Assuming this is correct, you'd:
Get the indices of your data that are the support vectors
Get their weights (alphas)
Calculate W
kernlab stores the support vector indices and their values in a list (so it works on multiclass problems, too), anyway any use of list manipulation is just to get at the real data (you'll see that the length of the lists returned by alpha and alphaindex are just 1 if you just have a 2-class problem, which I'm assuming you do).
my.model <- ksvm(result ~ f1+f2+f3, data=gold, kernel="vanilladot", type="C-svc")
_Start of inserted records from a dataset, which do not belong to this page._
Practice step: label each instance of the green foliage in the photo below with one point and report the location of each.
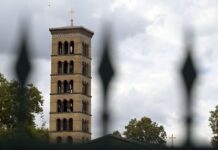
(117, 133)
(9, 91)
(145, 130)
(214, 126)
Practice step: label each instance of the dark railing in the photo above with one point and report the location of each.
(106, 72)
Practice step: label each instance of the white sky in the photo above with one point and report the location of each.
(148, 47)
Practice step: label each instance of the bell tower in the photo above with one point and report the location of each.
(70, 97)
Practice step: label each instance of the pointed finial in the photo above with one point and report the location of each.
(71, 17)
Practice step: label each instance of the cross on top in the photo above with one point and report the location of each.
(71, 16)
(172, 139)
alpha.idxs <- alphaindex(my.model)[[1]] # Indices of SVs in original data
alphas <- alpha(my.model)[[1]]
y.sv <- gold$result[alpha.idxs]
# for unscaled data
sv.matrix <- as.matrix(gold[alpha.idxs, c('f1', 'f2', 'f3')])
weight.vector <- (y.sv * alphas) %*% sv.matrix
bias <- b(my.model)
kernlab actually scales your data first before doing its thing. You can get the (scaled) weights like so (where, I guess, the bias should be 0(?))
weight.vector <- (y.sv * alphas) %*% xmatrix(my.model)[[1]]
If I understood your question, this should get you what you're after.